The story was compelling, and we were asked to remove our post as well as the links to the documents, something that we won’t do. However, there was one intriguing bit to the communication, telling us that the court in question had “sealed the case” and asking us to respect that decision. That seemed odd to us. We’ve certainly seen filings sealed. And even some instances where almost all of the details in a docket were done under seal, but the case would still exist. Usually, though, those were cases involving at least a semi-plausible claim of national security. This was a case where someone just regretted filing questionable lawsuits (for a good reason). Even more amazing, after searching through PACER, it appeared that the judge in question did not just seal documents in the case, but made the entire case disappear. This happened for at least three cases. They do not exist in the court’s electronic records system at all. It is as if the cases never happened at all.
This is not how the system is supposed to work. Public records are public records.
Through a lawyer, we reached out to the court directly to see if we could understand the decision to disappear the cases. An initial response was that it was done under local court rules. But when it was pointed out that the rules only allow for the sealing of certain documents, not the existence of the entire case, the court told us that it would answer no further questions because of the sealed nature of the case.

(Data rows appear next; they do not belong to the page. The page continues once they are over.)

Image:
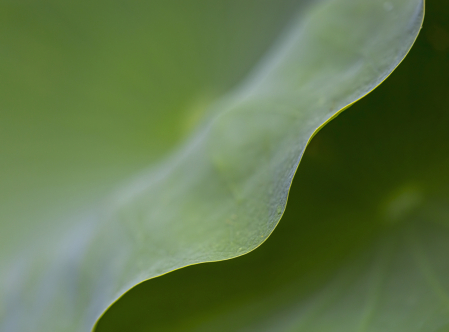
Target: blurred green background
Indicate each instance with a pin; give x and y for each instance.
(376, 179)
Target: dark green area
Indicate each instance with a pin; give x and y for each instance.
(367, 173)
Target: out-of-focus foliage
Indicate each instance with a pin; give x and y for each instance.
(94, 92)
(364, 242)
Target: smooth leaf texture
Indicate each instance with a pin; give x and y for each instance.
(363, 244)
(223, 190)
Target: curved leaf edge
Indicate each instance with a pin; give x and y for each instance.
(315, 132)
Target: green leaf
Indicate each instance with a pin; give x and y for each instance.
(95, 92)
(364, 241)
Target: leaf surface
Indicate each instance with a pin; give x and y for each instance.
(97, 106)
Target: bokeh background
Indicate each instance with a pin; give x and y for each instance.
(373, 170)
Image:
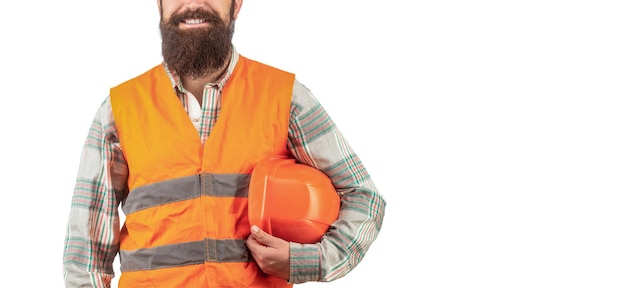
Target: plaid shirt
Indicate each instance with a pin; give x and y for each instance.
(92, 239)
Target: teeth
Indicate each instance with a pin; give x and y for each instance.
(194, 21)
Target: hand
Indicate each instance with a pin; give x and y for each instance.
(269, 252)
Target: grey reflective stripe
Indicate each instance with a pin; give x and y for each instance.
(182, 254)
(174, 190)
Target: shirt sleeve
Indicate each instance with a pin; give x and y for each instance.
(315, 140)
(92, 235)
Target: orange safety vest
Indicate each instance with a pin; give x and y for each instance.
(186, 212)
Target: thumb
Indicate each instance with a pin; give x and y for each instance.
(261, 236)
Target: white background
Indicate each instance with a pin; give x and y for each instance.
(494, 129)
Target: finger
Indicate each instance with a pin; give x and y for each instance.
(260, 235)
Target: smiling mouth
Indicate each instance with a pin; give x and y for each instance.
(194, 21)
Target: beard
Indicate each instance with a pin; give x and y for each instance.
(200, 51)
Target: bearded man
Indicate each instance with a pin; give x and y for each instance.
(175, 147)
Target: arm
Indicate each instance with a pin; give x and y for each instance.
(316, 141)
(92, 239)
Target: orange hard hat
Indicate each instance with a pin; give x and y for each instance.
(292, 201)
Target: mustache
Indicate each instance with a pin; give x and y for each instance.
(195, 14)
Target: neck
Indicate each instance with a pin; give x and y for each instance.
(195, 85)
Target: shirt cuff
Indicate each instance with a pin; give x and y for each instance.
(305, 263)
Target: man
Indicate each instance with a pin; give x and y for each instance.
(175, 147)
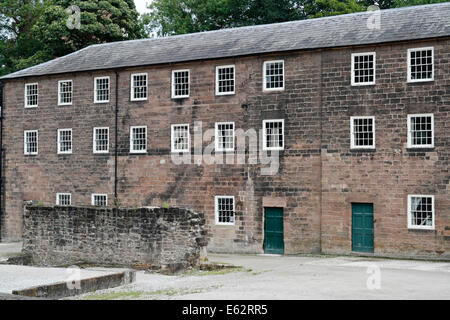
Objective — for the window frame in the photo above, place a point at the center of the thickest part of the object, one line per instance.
(217, 80)
(132, 98)
(95, 89)
(25, 143)
(359, 54)
(173, 84)
(433, 211)
(409, 138)
(37, 93)
(265, 89)
(131, 139)
(216, 210)
(352, 137)
(59, 141)
(93, 195)
(172, 142)
(59, 93)
(265, 148)
(94, 140)
(216, 136)
(63, 194)
(409, 80)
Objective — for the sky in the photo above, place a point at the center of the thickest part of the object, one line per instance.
(141, 5)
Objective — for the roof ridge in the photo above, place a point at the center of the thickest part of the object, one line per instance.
(271, 24)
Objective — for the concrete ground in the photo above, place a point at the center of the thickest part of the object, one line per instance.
(259, 277)
(294, 277)
(14, 277)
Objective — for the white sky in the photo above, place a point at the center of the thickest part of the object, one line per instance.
(141, 5)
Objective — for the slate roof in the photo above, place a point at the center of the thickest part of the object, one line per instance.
(410, 23)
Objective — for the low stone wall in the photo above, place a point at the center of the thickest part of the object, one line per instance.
(163, 238)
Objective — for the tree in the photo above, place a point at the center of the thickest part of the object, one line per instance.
(100, 21)
(18, 46)
(168, 17)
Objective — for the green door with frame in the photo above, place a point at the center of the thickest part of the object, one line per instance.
(362, 227)
(273, 231)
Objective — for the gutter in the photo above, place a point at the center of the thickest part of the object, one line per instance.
(1, 159)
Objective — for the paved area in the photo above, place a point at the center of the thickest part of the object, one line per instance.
(9, 249)
(294, 277)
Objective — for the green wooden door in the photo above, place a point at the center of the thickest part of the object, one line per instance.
(362, 227)
(273, 230)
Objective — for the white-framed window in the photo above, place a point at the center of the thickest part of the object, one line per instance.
(138, 139)
(225, 80)
(99, 199)
(362, 132)
(421, 130)
(180, 138)
(100, 140)
(64, 141)
(363, 68)
(65, 92)
(31, 95)
(30, 142)
(420, 211)
(421, 64)
(224, 136)
(139, 86)
(63, 199)
(273, 75)
(224, 210)
(101, 89)
(180, 83)
(273, 134)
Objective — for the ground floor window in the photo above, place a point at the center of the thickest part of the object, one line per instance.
(63, 199)
(420, 212)
(224, 208)
(99, 200)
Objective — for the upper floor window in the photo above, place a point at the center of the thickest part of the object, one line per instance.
(101, 89)
(30, 142)
(138, 87)
(180, 138)
(362, 132)
(64, 141)
(99, 200)
(31, 95)
(65, 92)
(421, 64)
(225, 82)
(180, 83)
(273, 134)
(224, 210)
(224, 136)
(363, 68)
(101, 140)
(420, 131)
(138, 139)
(63, 199)
(420, 212)
(273, 75)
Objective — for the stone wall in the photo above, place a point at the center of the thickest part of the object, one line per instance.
(154, 237)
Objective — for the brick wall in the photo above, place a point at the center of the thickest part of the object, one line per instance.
(318, 179)
(169, 238)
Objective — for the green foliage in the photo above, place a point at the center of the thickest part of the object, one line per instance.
(32, 32)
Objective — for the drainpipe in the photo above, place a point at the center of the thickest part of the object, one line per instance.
(115, 138)
(1, 158)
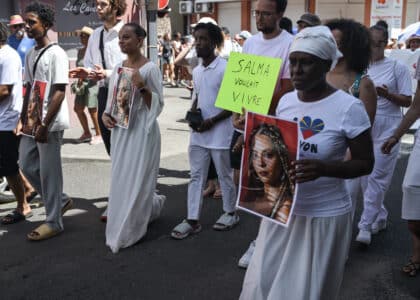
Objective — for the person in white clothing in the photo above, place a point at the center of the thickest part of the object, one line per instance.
(103, 54)
(39, 155)
(133, 203)
(393, 84)
(209, 137)
(10, 108)
(273, 42)
(306, 260)
(411, 189)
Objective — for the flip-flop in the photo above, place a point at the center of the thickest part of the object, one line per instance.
(184, 229)
(67, 206)
(15, 217)
(42, 232)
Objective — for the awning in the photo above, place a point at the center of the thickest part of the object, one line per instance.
(214, 1)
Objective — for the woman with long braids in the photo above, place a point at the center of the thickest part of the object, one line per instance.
(306, 260)
(135, 152)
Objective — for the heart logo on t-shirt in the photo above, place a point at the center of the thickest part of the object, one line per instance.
(310, 127)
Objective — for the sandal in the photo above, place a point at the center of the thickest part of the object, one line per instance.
(184, 229)
(31, 196)
(67, 206)
(42, 232)
(226, 222)
(411, 268)
(15, 217)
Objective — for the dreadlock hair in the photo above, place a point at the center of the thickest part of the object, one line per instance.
(355, 43)
(382, 26)
(44, 12)
(138, 30)
(280, 149)
(4, 33)
(215, 33)
(119, 5)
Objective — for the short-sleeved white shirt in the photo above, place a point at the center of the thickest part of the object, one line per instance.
(207, 81)
(325, 126)
(10, 74)
(275, 47)
(417, 74)
(396, 76)
(53, 68)
(112, 51)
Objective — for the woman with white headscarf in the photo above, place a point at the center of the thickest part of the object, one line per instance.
(306, 260)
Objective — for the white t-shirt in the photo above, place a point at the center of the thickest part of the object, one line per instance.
(53, 68)
(10, 74)
(417, 74)
(112, 51)
(324, 127)
(207, 81)
(396, 76)
(275, 47)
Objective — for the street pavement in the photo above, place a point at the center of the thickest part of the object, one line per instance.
(78, 265)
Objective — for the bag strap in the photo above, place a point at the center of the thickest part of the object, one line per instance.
(101, 48)
(39, 56)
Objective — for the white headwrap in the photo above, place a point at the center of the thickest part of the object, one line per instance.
(318, 41)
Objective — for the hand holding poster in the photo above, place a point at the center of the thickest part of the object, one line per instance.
(266, 189)
(122, 99)
(249, 82)
(34, 111)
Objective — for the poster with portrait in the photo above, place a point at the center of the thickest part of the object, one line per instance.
(34, 110)
(265, 188)
(122, 98)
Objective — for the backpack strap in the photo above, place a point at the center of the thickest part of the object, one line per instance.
(101, 48)
(39, 56)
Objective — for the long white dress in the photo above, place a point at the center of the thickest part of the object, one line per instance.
(135, 155)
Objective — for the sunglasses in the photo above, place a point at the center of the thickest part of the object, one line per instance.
(17, 26)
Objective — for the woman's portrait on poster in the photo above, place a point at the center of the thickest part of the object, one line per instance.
(269, 189)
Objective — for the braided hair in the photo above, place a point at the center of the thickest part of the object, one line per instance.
(280, 149)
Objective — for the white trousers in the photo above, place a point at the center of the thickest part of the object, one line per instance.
(375, 185)
(199, 163)
(411, 184)
(41, 164)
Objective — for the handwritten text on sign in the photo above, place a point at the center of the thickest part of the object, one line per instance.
(249, 82)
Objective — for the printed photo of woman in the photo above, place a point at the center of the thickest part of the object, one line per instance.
(266, 188)
(122, 98)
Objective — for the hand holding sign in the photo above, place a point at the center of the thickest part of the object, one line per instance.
(249, 82)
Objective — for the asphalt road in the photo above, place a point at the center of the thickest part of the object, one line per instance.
(78, 265)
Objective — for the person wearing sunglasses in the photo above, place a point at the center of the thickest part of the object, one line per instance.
(18, 39)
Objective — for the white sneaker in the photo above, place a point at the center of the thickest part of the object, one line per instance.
(7, 196)
(364, 237)
(246, 257)
(3, 184)
(378, 226)
(226, 222)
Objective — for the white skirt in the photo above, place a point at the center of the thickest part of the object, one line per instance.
(411, 185)
(302, 262)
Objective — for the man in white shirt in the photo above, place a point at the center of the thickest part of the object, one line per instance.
(210, 137)
(101, 57)
(39, 155)
(10, 107)
(274, 42)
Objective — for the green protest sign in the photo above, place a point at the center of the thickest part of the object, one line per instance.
(249, 82)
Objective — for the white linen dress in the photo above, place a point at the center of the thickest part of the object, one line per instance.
(135, 155)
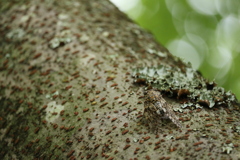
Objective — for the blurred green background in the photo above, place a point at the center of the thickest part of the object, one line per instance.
(204, 32)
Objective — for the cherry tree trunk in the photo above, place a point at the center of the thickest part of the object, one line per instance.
(75, 83)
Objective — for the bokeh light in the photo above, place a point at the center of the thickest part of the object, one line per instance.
(206, 33)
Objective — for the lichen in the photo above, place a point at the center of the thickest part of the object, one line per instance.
(186, 82)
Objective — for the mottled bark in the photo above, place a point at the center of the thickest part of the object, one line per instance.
(67, 89)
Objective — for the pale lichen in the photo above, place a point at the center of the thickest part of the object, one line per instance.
(186, 82)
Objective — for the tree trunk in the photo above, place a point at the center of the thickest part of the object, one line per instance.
(72, 87)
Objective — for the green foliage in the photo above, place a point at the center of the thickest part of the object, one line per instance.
(210, 32)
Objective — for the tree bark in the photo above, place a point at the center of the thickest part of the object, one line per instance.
(67, 89)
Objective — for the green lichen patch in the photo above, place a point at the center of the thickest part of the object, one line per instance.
(184, 83)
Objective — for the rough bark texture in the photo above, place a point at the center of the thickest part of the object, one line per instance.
(67, 90)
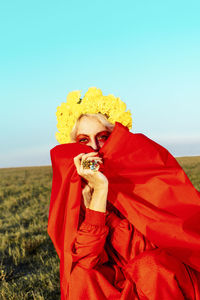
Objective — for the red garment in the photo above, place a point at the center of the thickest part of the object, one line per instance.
(154, 252)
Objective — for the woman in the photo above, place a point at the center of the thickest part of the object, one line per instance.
(134, 233)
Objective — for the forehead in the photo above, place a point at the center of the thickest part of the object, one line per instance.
(90, 126)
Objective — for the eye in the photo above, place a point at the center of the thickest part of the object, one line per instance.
(83, 140)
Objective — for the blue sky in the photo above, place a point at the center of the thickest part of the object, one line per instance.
(145, 52)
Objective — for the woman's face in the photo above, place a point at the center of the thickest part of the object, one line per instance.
(92, 133)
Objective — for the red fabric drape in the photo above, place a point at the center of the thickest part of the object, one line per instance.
(146, 184)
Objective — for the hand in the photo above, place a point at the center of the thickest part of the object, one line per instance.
(96, 180)
(87, 195)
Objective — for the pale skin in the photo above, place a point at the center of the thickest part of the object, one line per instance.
(92, 133)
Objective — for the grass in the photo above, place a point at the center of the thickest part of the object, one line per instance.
(29, 265)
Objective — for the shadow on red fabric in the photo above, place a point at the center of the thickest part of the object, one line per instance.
(154, 195)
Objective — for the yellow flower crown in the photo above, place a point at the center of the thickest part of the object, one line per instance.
(93, 102)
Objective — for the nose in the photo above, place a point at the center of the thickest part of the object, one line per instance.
(94, 144)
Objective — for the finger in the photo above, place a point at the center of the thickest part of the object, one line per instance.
(95, 159)
(77, 161)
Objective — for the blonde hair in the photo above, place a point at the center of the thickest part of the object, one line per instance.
(101, 118)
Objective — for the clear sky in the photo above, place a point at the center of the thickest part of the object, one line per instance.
(145, 52)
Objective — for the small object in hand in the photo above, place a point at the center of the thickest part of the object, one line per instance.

At this point, I’m somewhat stymied. Again, the individual in question has made a very credible case that the existence of these records is making it difficult for the person to move forward in life, and they truly regret the filings. They also have presented credible reasons for why the decision was made to file the cases in the first place. I honestly have no wish to further trouble this individual. I also will not delete our original post or the documents in question, because that, too, feels wrong. But we will not tell you who it is, and if you try to guess, you’re probably wrong.
But… I’m still quite concerned about a court totally disappearing public records. I know of the three specific cases involving this one individual that have disappeared from the docket. But I have no idea if this is a standard practice of the court, and if it’s made other cases disappear as well, without any public notice or explanation. The court says that it waited two weeks before sealing the dockets, in case anyone objected, but we had no way to know that this was even a possibility since it involved cases from a while back that we no longer follow. Some have suggested that we could go to court over this — and there is precedent supporting our position, such as Company Doe v. Public Citizen. But, at least that case felt like one worth fighting for. I have little interest in dragging this particular individual back through a court process.
But, at the same time, I’m quite concerned about the idea that courts may be magically making dockets disappear, and know of no way to find out how often this practice is happening. Thus, I’m posting this, in part, to see what our readers think, and if there are other options out there on how to deal with these kinds of situations. I recognize that some will argue that we should reveal the specifics here, and that whoever filed the cases should live with that decision. And I’m sympathetic to that argument, but there are times when other arguments can make sense as well. So for this post, we will not be sharing that info. If we come across other such cases where the details are different, the calculus may be different as well.